What gets constantly overlooked by the journalists and the usual Labourites is that the value perspective Corbyn wants to give space to is the very space that these same MPs refuse to countenance beyond lip service and that a multitude of voters desperately wants and deserves to hear. If those Bubble-wrapped MPs had expressed sincere opposition to this thoroughly destructive socio-economic status quo, their party would have a more can-do-Politics leader. Well, they didn’t. And if genuine acceptance of and support for Corbyn’s position was there, now, there would be a cohesive and coherent message and a more efficient method; if their spinning was genuinely positive, the Conservatives would be not merely shaking in small doses but wobbling magnificently and visibly on their perch.

I don’t know what is really going on. I’d have to be in the Bubble to know, for sure. All I have to go on is what I see for myself and the media commentariat, paid and voluntary. It is hard to watch. We all know how desperately the country needs the Government to face opposition, scrutiny and redirection. I understand and buy the merits of having wide-ranging debates so as to discover consensus and develop a party line but the two sides seem diametrically opposed over too many issues that are fundamental to cohesion.

It looks like Labour is really two parties fighting for what they believe is its soul. Or maybe all that Labour is fighting over is the empty husk where its soul once dwelled. They can’t keep telling us that they are united in their values when their record and the dirty laundry they are now washing says otherwise to the public. Both sides are in each other’s way and that means Labour is not credible or electable, whichever side is preferred.
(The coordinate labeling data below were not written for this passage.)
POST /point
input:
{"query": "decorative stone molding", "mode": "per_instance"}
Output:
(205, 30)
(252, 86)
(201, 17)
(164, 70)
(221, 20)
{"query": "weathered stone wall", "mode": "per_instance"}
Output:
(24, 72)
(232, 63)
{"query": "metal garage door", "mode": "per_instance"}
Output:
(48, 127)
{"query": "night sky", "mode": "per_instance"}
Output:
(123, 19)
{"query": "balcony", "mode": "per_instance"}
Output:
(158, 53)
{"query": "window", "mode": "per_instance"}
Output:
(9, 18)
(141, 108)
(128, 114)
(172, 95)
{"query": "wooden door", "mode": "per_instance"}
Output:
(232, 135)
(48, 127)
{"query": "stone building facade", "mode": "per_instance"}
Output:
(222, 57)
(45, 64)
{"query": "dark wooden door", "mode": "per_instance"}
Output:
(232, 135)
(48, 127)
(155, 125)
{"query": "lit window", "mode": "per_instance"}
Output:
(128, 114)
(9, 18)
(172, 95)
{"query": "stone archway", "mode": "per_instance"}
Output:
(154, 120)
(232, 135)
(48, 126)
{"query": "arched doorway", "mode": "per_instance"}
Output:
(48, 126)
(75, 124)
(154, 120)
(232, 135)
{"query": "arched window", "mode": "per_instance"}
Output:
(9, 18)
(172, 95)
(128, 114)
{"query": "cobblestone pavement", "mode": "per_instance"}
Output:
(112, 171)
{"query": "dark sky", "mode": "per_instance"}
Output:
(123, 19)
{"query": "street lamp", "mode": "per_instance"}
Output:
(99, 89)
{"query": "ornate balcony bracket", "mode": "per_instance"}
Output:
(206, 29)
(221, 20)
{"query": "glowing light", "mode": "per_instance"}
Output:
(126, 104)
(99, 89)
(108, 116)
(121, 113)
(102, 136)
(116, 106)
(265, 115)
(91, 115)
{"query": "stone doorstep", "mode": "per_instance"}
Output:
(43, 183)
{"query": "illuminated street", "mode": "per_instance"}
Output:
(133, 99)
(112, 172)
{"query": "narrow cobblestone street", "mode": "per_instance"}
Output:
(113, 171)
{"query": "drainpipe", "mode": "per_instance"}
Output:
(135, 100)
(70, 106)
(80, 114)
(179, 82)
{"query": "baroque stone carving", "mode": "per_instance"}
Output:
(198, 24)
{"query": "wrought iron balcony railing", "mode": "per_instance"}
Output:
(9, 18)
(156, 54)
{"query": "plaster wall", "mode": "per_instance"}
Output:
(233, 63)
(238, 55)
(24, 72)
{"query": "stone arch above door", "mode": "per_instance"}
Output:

Maybe the first thing Labour has to figure out is which side gets to keep the name; the name that speaks to the notion of making tedious hard work of everything. Personally, I think I’d let the ‘Blairites’ have it.
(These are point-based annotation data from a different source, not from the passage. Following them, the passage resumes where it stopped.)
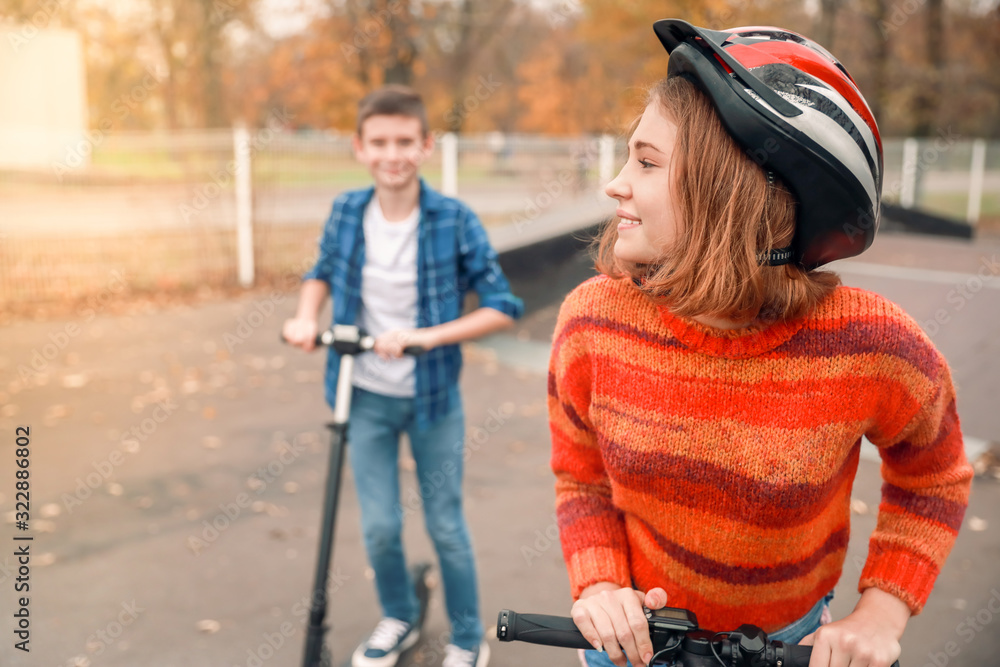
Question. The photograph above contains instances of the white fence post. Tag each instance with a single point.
(908, 191)
(449, 164)
(244, 205)
(605, 161)
(976, 181)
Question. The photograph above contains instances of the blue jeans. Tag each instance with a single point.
(376, 423)
(790, 634)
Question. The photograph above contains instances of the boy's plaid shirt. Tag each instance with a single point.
(454, 255)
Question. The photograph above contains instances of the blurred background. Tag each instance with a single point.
(166, 167)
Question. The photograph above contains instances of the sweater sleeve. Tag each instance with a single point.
(926, 475)
(591, 528)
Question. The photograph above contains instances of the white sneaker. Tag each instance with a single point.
(388, 640)
(459, 657)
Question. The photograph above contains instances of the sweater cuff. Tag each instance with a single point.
(907, 575)
(589, 566)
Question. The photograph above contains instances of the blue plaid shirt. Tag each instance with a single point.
(453, 255)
I find that I resonate with many of the parties to varying degrees, even if only on a fragment but not one of them represents me enough to wish to become a member, let alone vote for one. The political solutions I could vote for are not available in a party that commands national electoral viability, including the part of Labour that I prefer. I have nowhere to go.
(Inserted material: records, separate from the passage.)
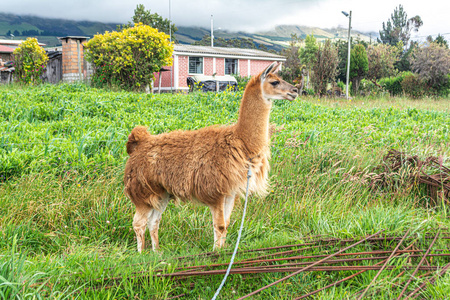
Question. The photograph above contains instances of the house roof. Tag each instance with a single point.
(226, 52)
(6, 49)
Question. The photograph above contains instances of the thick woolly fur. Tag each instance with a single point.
(208, 165)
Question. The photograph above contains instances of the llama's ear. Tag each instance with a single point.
(270, 69)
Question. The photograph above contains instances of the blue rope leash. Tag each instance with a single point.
(249, 174)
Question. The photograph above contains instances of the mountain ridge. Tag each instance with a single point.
(48, 29)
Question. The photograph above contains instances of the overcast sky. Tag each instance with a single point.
(248, 15)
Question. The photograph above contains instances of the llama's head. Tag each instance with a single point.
(273, 87)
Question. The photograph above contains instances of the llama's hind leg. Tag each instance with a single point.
(155, 218)
(140, 224)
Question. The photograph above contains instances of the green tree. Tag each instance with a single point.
(128, 58)
(398, 27)
(141, 15)
(325, 66)
(359, 66)
(307, 54)
(30, 61)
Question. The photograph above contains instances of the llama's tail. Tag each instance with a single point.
(138, 135)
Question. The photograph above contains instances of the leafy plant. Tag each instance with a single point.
(325, 66)
(129, 58)
(432, 63)
(29, 61)
(359, 65)
(381, 59)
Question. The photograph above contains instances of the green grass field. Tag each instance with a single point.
(65, 224)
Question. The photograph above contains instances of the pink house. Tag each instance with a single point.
(189, 60)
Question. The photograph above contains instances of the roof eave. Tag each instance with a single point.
(238, 56)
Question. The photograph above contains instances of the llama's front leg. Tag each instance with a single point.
(220, 231)
(154, 220)
(140, 224)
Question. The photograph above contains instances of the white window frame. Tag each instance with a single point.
(225, 66)
(203, 65)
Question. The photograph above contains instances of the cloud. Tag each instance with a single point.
(245, 15)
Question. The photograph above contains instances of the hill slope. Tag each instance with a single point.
(47, 30)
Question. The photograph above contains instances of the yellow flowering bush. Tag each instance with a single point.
(128, 58)
(30, 61)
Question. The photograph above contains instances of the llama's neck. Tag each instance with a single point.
(253, 122)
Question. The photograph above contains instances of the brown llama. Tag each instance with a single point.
(208, 165)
2 thoughts on “Maybe the first thing Labour has to figure out is which side gets to keep the name

  1. I suspect the narrative you describe is one many will recognise and identify with. I felt, during the summer, that Corbyn’s most important function was to move Labour away from the nauseating Blairite line that, astonishingly, remained dominant after the election. When I felt it was possible the establishment would find a way, somehow, to stitch him up and prevent him becoming leader, I reminded mysef that he had, in a few weeks, succeeded in changing the party. Yes, the media have been unrelenting in their hostility, even the Guardian, which has now had its ‘liberal’ and ‘progressive’ cover well and truly blown. And yes, those MPs who were imposed on the party by Blair’s top-down ‘must be one of us’ policy are resistant. Will Corbyn survive? Maybe, maybe not: there is no good reason why he cannot be prime minister in 2010, and a good one. There are also good reasons to suppose the right wing will succeed in their efforts to sabotage his leadership: currently, too many seem to think that defying/embarrassing him is more important than a sensible policy on Syria. We shall see.